“In the first public announcement about his controversial laptop computer program, Cobb schools Superintendent Joe Redden told board members Wednesday the four-year contract with Apple computers to supply about 63,000 iBook G4 laptops will cost $69.9 million. Redden said Apple negotiated a price of $350 per computer while the other two companies vying for the contract charged $404.25 (Dell) and $381.50 (IBM). ‘It’s a very conservative number,’ said Deputy Superintendent Dr. Don Beers, who gave the presentation alongside Redden,” Jon Gillooly reports for The Marietta Daily Journal.

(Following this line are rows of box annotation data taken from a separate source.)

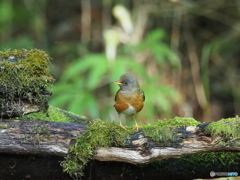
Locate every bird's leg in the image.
[118,114,127,130]
[133,115,142,131]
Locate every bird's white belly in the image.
[122,103,137,115]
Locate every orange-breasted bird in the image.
[113,73,145,130]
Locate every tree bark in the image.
[0,120,240,164]
[0,119,240,180]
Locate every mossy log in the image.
[0,119,240,179]
[0,120,240,160]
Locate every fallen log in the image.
[0,116,240,178]
[0,119,240,164]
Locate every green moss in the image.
[14,106,89,124]
[143,117,200,128]
[61,118,199,178]
[142,117,200,146]
[0,125,8,129]
[61,119,132,178]
[0,49,54,117]
[206,116,240,146]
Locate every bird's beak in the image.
[112,81,122,85]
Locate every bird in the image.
[112,73,145,131]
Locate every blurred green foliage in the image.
[0,0,240,121]
[50,29,179,121]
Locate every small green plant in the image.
[61,119,131,178]
[206,116,240,146]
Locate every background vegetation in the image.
[0,0,240,124]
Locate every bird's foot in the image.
[119,124,127,130]
[133,125,142,131]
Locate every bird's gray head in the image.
[113,73,140,91]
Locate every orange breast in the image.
[114,90,144,114]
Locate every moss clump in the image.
[61,119,131,178]
[0,125,8,129]
[206,116,240,146]
[61,118,199,178]
[142,117,200,146]
[0,49,54,117]
[14,106,89,124]
[146,117,200,127]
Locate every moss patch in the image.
[143,117,200,128]
[14,106,89,125]
[61,119,131,178]
[61,117,199,178]
[0,49,54,117]
[206,116,240,146]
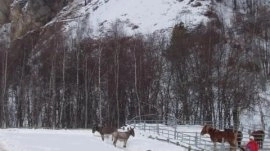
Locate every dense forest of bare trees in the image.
[0,0,270,128]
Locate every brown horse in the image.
[224,128,243,147]
[201,125,237,151]
[250,130,265,149]
[92,125,117,141]
[112,128,135,147]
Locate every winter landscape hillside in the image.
[0,0,270,151]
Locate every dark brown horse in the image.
[201,125,237,151]
[224,128,243,147]
[92,125,117,141]
[112,128,135,147]
[250,130,265,149]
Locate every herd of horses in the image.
[92,125,265,151]
[201,125,265,151]
[92,125,135,147]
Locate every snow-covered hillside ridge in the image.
[51,0,210,35]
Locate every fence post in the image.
[268,127,270,138]
[143,121,145,131]
[157,123,159,135]
[174,126,177,139]
[195,132,198,147]
[221,138,225,151]
[133,120,136,128]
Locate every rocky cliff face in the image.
[0,0,12,25]
[0,0,69,40]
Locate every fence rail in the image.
[127,120,270,151]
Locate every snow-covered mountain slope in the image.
[52,0,210,36]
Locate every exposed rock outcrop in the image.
[10,0,70,40]
[0,0,12,25]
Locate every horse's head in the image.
[201,125,210,135]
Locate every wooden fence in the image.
[127,120,270,151]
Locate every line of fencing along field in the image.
[127,120,270,151]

“Beers said $69.9 million includes all expenses – $2.5 million for infrastructure, $5.7 million for a wireless network, $10.1 million for teachers’ laptops, $33.6 million for high school students’ laptops and $18 million for laptops for middle school students. The program is funded by the Special Purpose Local Option Sales Tax II, which sets aside almost $76 million for technology,” Gillooly reports. “Beers said the school system expects to save money on the laptop program by saving money on textbooks, reducing the number of portable classrooms by transforming computer labs into classroom space and selling the laptops to students when the leases expire.”
“Despite the controversial nature of the program – 90 percent of e-mails to school board members and Redden between Sept. 16 and Oct. 18 were opposed to the proposal, the Marietta Daily Journal discovered in an earlier open records request – there was only one public speaker at Wednesday’s meeting who did not speak about the laptop program,” Gillooly reports. “The laptop program now goes to the seven-member school board for a vote.”